Roast chicken with couscous salad
- You
- Jul 14, 2015
- 1 min read

Serves: 4-6
Preparation: 5 min
Cooking: 30 min
• 8 chicken drumsticks
• 15 ml (1 T) paprika
• 15 ml (1 T) ground cumin
• 4 garlic cloves
• 15 ml (1 T) oil
Salad
• 250 ml (1 c) couscous
• 200 g tin corn kernels, drained
• 1 red pepper, diced
• 2 spring onions, thinly sliced
• juice of ½ lemon
• salt and pepper, to taste
Preheat the oven to 180 °C.
1. Put the chicken in a large roasting tray and sprinkle the spices over.

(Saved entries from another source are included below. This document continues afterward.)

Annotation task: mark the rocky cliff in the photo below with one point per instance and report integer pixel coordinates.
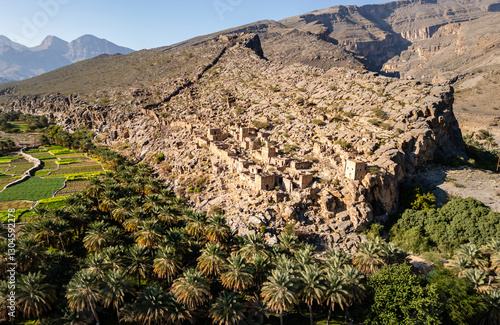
(268, 141)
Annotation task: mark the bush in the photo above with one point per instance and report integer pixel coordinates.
(397, 296)
(260, 124)
(458, 222)
(159, 157)
(318, 122)
(344, 144)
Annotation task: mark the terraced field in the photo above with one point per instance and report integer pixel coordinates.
(64, 172)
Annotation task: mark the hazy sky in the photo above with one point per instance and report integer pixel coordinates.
(142, 24)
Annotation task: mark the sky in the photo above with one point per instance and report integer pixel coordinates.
(143, 24)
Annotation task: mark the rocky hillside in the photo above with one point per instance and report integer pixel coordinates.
(271, 132)
(18, 62)
(431, 40)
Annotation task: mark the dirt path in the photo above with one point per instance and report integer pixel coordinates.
(463, 182)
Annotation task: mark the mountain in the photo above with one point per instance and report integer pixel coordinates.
(428, 40)
(18, 62)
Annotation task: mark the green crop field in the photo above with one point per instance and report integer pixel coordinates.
(50, 164)
(7, 159)
(5, 179)
(19, 166)
(33, 189)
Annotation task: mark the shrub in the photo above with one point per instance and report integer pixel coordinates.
(344, 144)
(159, 157)
(458, 222)
(260, 124)
(318, 122)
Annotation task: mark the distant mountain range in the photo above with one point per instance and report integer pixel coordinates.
(18, 62)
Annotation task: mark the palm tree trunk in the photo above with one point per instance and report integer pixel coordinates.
(62, 242)
(348, 316)
(92, 308)
(310, 314)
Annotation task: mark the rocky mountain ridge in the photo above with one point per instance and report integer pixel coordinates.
(270, 141)
(18, 62)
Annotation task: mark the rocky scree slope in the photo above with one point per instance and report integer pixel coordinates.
(316, 120)
(427, 40)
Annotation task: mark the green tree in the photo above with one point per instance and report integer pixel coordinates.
(491, 316)
(279, 292)
(191, 288)
(83, 293)
(399, 297)
(459, 301)
(335, 293)
(212, 260)
(238, 275)
(34, 295)
(167, 262)
(227, 309)
(311, 287)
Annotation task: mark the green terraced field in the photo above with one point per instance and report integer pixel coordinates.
(19, 166)
(33, 189)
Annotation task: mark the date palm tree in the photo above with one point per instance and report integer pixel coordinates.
(369, 256)
(476, 277)
(288, 243)
(83, 293)
(196, 223)
(167, 215)
(227, 309)
(472, 253)
(114, 288)
(253, 244)
(4, 301)
(135, 220)
(191, 288)
(177, 313)
(34, 295)
(138, 261)
(311, 287)
(114, 257)
(212, 260)
(217, 229)
(95, 238)
(492, 313)
(149, 234)
(261, 265)
(238, 275)
(150, 308)
(167, 262)
(256, 308)
(335, 293)
(121, 210)
(96, 264)
(461, 264)
(152, 201)
(304, 256)
(352, 278)
(279, 292)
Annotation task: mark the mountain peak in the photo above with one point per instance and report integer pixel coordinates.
(51, 42)
(52, 53)
(88, 46)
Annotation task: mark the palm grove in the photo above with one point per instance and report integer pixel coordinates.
(129, 250)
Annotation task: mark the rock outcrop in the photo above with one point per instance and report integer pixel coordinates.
(269, 141)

Crush the garlic, leaving the skins on, and add to the tray.
2. Drizzle the oil over and season with salt and pepper to taste. Roast the chicken for 30 minutes or until the chicken is lightly charred and cooked through.
3. Salad: Place the couscous in a large bowl, pour 500 ml (2 c) boiling water over, cover with clingfilm and set aside for 3 minutes or until all the water has been absorbed. Fluff the couscous with a fork and add the sweetcorn and diced pepper to the bowl. Add the spring onions and lemon juice. Season with salt and pepper to taste.
4. Serve the couscous salad with the chicken.